CO outflows from high-mass Class 0 protostars in Cygnus-X
Abstract
Context. The earliest phases of the formation of high-mass stars are not
well known. It is unclear whether high-mass cores in monolithic collapse exist or not, and
what the accretion process and origin of the material feeding the precursors of high-mass
stars are. As outflows are natural consequences of the accretion process, they represent
one of the few (indirect) tracers of accretion.Aims. We aim to search for individual outflows from high-mass cores in
Cygnus X and to study the characteristics of the detected ejections. We compare these to
what has been found for the low-mass protostars, to understand how ejection and accretion
change and behave with final stellar mass.Methods. We used CO (2–1) PdBI observations towards six massive dense
clumps, containing a total of 9 high-mass cores.
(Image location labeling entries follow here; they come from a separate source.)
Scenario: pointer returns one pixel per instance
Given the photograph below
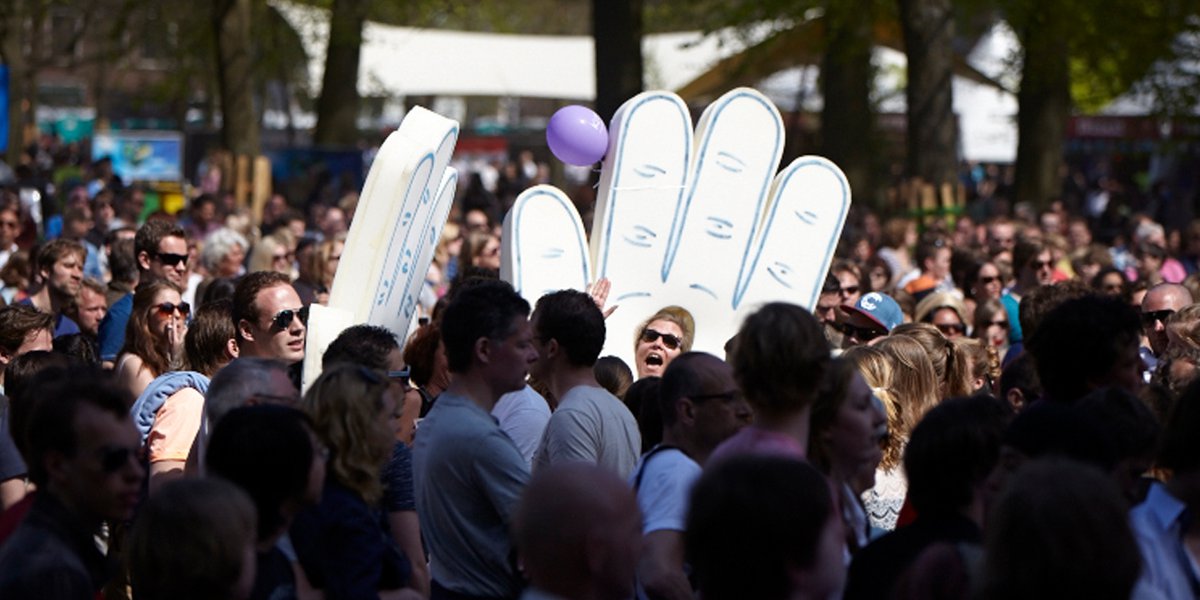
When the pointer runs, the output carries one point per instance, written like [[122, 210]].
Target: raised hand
[[701, 221]]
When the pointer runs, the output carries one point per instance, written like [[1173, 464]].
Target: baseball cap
[[879, 307]]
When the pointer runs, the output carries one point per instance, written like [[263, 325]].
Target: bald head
[[577, 529], [1162, 301]]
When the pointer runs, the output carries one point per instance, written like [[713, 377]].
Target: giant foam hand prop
[[696, 220], [400, 216]]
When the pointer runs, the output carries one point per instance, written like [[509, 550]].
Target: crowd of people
[[972, 409]]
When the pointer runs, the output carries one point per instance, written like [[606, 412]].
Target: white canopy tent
[[406, 61]]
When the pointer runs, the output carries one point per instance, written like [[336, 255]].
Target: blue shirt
[[1168, 571], [112, 328]]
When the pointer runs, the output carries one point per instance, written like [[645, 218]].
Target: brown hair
[[949, 363], [345, 405], [913, 382], [139, 340]]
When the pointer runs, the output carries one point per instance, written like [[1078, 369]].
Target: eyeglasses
[[1150, 318], [401, 376], [112, 459], [862, 334], [167, 309], [171, 259], [670, 341], [725, 396], [949, 329], [283, 318]]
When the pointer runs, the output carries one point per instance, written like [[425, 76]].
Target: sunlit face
[[948, 323], [162, 322], [989, 283], [653, 352]]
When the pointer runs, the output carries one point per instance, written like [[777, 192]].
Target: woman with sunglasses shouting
[[664, 336], [154, 337]]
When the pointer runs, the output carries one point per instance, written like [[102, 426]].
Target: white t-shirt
[[664, 489], [523, 415]]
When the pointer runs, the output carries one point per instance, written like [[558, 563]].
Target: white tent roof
[[412, 61]]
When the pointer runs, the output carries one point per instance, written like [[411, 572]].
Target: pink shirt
[[757, 441]]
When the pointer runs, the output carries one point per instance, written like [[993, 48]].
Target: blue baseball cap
[[879, 307]]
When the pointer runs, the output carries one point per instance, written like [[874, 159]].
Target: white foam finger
[[799, 234], [738, 143], [642, 183], [544, 247]]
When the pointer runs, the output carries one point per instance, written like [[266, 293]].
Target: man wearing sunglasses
[[83, 456], [269, 317], [161, 251], [60, 264], [1157, 306], [589, 424]]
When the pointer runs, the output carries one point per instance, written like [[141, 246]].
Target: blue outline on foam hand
[[681, 219], [568, 209], [618, 171], [785, 180], [414, 205]]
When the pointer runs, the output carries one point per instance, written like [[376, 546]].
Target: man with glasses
[[701, 407], [1035, 267], [10, 229], [269, 317], [1157, 306], [83, 456], [591, 424], [60, 265], [161, 251]]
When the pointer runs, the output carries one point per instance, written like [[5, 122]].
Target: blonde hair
[[951, 365], [345, 405], [876, 370], [913, 382], [677, 315]]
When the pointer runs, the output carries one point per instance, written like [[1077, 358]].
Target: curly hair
[[345, 405], [677, 315], [139, 340], [913, 382], [951, 363], [876, 369]]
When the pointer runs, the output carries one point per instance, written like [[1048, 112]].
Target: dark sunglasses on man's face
[[670, 341], [862, 334], [112, 459], [283, 318], [1150, 318], [171, 259], [167, 309]]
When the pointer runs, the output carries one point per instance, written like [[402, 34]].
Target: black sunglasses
[[283, 318], [670, 341], [862, 334], [1150, 318], [951, 328], [169, 259], [167, 309], [112, 459]]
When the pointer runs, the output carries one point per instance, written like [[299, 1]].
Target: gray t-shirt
[[467, 479], [591, 425]]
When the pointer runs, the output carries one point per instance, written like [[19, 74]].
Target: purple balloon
[[577, 136]]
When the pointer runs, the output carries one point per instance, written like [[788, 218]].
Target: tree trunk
[[933, 138], [847, 118], [617, 31], [235, 77], [1044, 101], [337, 109]]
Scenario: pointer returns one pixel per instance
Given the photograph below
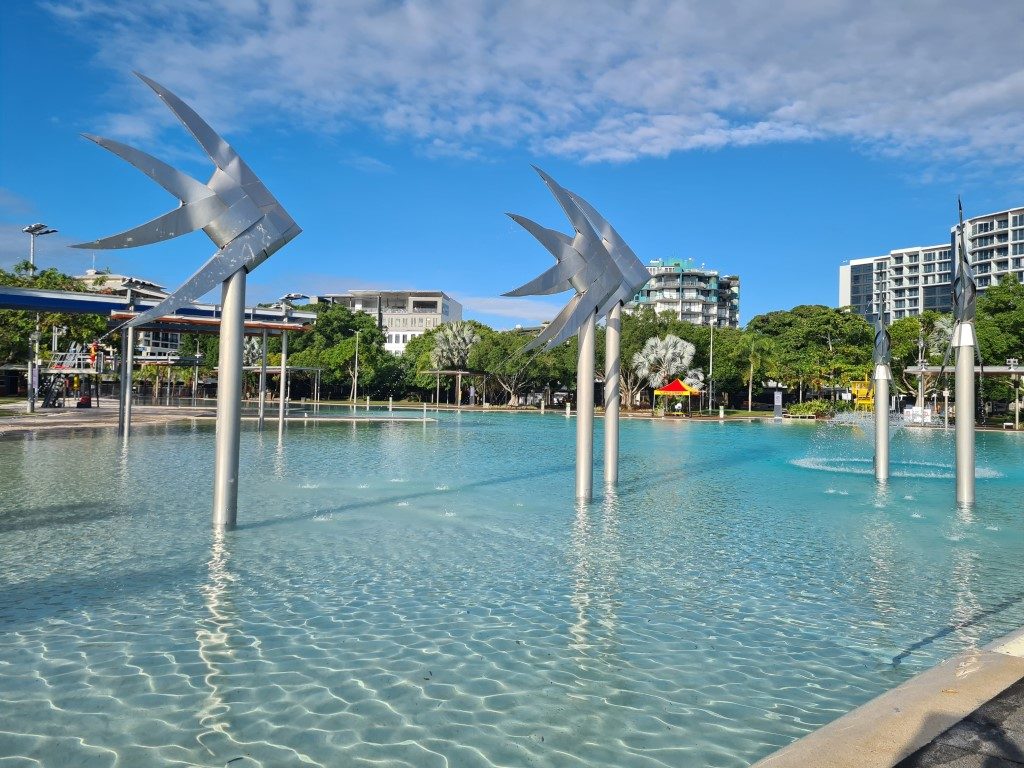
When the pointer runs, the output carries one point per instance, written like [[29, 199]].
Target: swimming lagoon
[[428, 594]]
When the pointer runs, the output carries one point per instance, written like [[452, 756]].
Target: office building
[[692, 294], [401, 314]]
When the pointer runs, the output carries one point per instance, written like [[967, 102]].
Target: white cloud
[[368, 164], [528, 310], [598, 81]]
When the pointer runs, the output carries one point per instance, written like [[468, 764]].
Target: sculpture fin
[[555, 327], [181, 185], [181, 220]]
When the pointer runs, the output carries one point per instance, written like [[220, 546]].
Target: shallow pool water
[[428, 594]]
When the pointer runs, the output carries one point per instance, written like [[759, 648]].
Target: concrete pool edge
[[896, 724]]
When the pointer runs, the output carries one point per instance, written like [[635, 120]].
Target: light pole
[[34, 230]]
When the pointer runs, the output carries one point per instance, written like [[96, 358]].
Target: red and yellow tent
[[678, 389]]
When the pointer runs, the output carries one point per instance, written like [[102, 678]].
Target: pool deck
[[13, 420], [968, 712]]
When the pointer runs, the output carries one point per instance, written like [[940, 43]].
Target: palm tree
[[756, 351], [662, 359], [452, 345]]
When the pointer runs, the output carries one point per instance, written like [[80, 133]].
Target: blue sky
[[769, 140]]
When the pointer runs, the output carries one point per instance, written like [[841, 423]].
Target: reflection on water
[[406, 596], [596, 560], [213, 635]]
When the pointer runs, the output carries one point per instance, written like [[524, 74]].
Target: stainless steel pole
[[196, 375], [129, 366], [284, 375], [882, 379], [711, 366], [225, 475], [612, 364], [585, 411], [31, 404], [1017, 403], [964, 341], [355, 377], [121, 399], [262, 384]]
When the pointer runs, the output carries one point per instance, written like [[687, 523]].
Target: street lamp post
[[34, 230]]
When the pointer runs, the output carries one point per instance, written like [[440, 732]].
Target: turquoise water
[[429, 595]]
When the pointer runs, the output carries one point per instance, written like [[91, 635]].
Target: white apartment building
[[693, 294], [401, 314], [995, 245], [908, 281]]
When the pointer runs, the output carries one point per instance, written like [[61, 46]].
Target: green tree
[[501, 355]]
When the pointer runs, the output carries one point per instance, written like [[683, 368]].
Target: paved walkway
[[13, 420], [991, 736]]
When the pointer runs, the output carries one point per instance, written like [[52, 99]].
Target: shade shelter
[[678, 389]]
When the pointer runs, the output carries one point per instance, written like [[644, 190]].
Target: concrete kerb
[[894, 725]]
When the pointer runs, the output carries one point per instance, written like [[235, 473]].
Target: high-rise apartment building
[[902, 283], [402, 314], [693, 294], [995, 244], [908, 281]]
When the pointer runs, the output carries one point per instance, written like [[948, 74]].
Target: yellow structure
[[863, 395]]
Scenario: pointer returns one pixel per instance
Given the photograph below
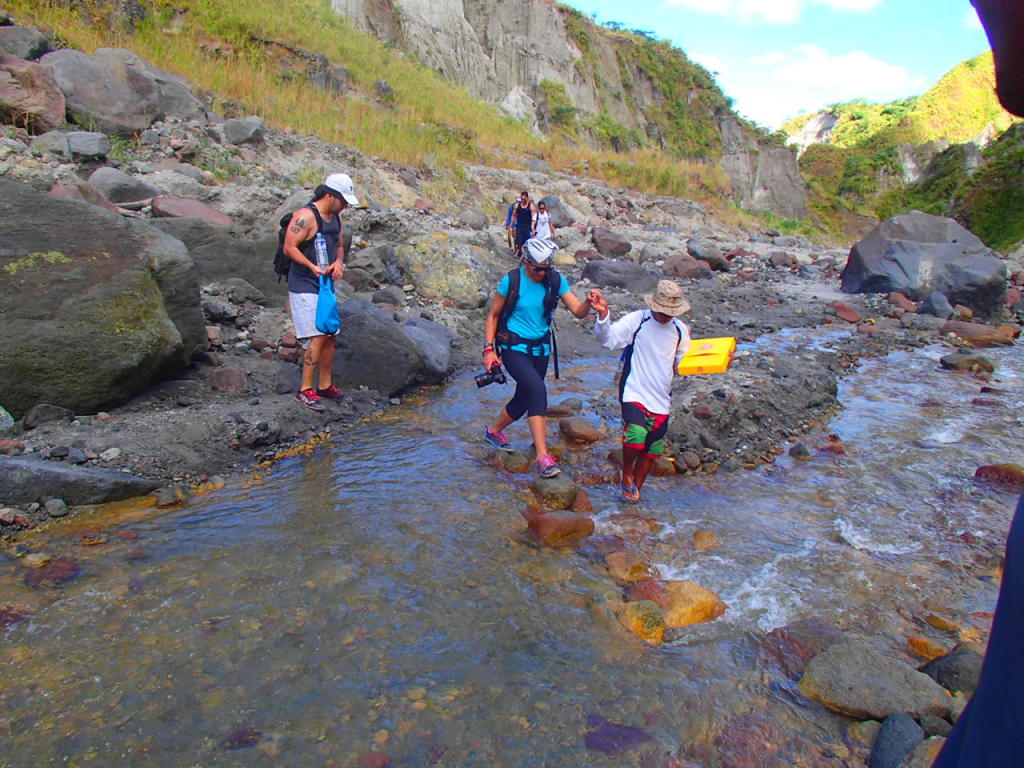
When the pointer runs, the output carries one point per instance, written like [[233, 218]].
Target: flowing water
[[377, 599]]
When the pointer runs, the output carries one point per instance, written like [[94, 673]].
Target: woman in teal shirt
[[522, 342]]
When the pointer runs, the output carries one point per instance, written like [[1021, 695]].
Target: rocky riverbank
[[147, 345]]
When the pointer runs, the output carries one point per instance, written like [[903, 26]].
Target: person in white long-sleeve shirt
[[655, 341]]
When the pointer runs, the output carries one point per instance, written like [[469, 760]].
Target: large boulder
[[434, 341], [115, 91], [441, 268], [119, 186], [627, 274], [856, 679], [29, 95], [219, 253], [95, 307], [27, 479], [24, 42], [374, 350], [918, 254], [560, 216]]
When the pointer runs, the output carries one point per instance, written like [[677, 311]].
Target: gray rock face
[[937, 305], [764, 177], [625, 274], [957, 672], [559, 215], [502, 50], [88, 144], [376, 351], [609, 244], [441, 268], [29, 95], [95, 307], [118, 186], [244, 130], [24, 42], [856, 679], [918, 254], [52, 142], [25, 479], [434, 341], [473, 218], [897, 738], [117, 92], [218, 254]]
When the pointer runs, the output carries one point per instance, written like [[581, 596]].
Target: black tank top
[[300, 279]]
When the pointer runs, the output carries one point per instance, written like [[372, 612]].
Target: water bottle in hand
[[320, 245]]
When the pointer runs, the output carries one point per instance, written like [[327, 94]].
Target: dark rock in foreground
[[24, 479]]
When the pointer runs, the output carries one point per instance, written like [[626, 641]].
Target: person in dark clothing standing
[[323, 215], [522, 221], [989, 732]]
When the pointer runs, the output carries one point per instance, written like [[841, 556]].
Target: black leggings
[[530, 395]]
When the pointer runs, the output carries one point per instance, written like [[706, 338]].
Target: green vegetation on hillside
[[989, 201], [253, 58], [862, 164]]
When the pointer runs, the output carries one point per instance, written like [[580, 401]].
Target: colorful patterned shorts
[[643, 430]]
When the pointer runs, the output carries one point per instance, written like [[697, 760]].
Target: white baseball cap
[[341, 185]]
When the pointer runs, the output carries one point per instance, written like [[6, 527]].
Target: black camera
[[495, 374]]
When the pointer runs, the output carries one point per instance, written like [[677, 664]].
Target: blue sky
[[777, 58]]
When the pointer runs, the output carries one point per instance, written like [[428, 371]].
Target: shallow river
[[377, 600]]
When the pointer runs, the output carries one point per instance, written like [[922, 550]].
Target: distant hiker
[[654, 343], [542, 227], [517, 333], [521, 221], [323, 215]]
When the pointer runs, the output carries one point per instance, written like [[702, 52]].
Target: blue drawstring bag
[[328, 318]]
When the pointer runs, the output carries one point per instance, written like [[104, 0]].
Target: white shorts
[[304, 316]]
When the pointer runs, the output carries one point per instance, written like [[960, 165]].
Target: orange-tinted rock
[[664, 467], [579, 430], [925, 647], [559, 527], [977, 334], [644, 620], [796, 644], [944, 625], [629, 566], [1011, 474], [688, 602], [582, 505], [845, 311], [11, 448], [706, 540]]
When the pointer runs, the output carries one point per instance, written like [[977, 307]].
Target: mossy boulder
[[442, 268], [96, 307]]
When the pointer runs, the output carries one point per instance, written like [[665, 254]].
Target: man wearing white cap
[[323, 215], [654, 342]]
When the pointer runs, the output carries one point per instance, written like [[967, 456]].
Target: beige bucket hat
[[668, 298]]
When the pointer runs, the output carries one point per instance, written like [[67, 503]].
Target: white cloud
[[713, 62], [971, 19], [769, 11], [777, 85]]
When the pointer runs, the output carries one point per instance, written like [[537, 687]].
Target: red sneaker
[[332, 392], [308, 398]]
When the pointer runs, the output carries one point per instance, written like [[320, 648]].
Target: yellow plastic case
[[708, 356]]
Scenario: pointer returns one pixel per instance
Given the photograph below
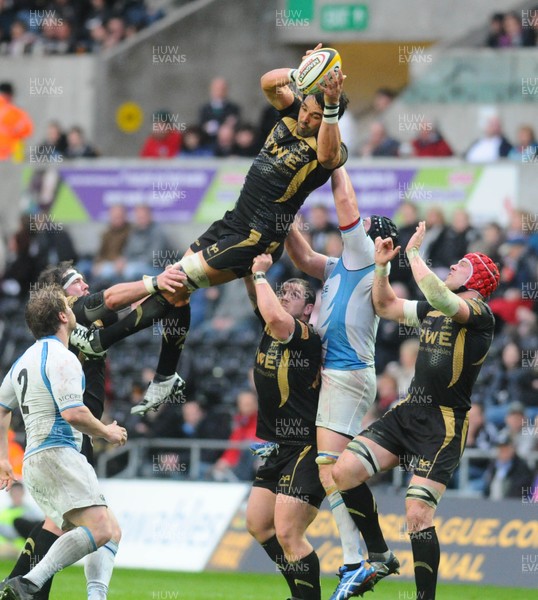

We estimated the bolometric luminosities
and masses of the 9 high-mass cores and measured the energetics of outflows. We compared
our sample to low-mass objects studied in the literature and developed simple evolutionary
models to reproduce the observables.Results. We find that 8 out of 9 high-mass cores are driving clear
individual outflows. They are therefore true equivalents of Class 0 protostars in the
high-mass regime. The remaining core, CygX-N53 MM2, has only a tentative outflow
detection. It could be one of the first examples of a true individual high-mass prestellar
core. We also find that the momentum flux of high-mass objects has a linear relation to
the reservoir of mass in the envelope, as a scale up of the relations previously found for
low-mass protostars. This suggests a fundamental proportionality between accretion rates
and envelope masses. The linear dependency implies that the timescale for accretion is
similar for high- and low-mass stars.Conclusions. The existence of strong outflows driven by high-mass cores
in Cygnus X clearly indicates that high-mass Class 0 protostars exist. The collapsing
envelopes of these Class 0 objects have similar sizes and a similar fragmentation scale to
the low-mass equivalents, and have enough mass to directly form high-mass stars from a
monolithic collapse. If the pre-collapse evolution is quasi-static, the fragmentation
scale is expected to limit the size of the initial mass reservoirs for all masses leading
to higher densities at birth and therefore shorter free-fall times for higher mass stars.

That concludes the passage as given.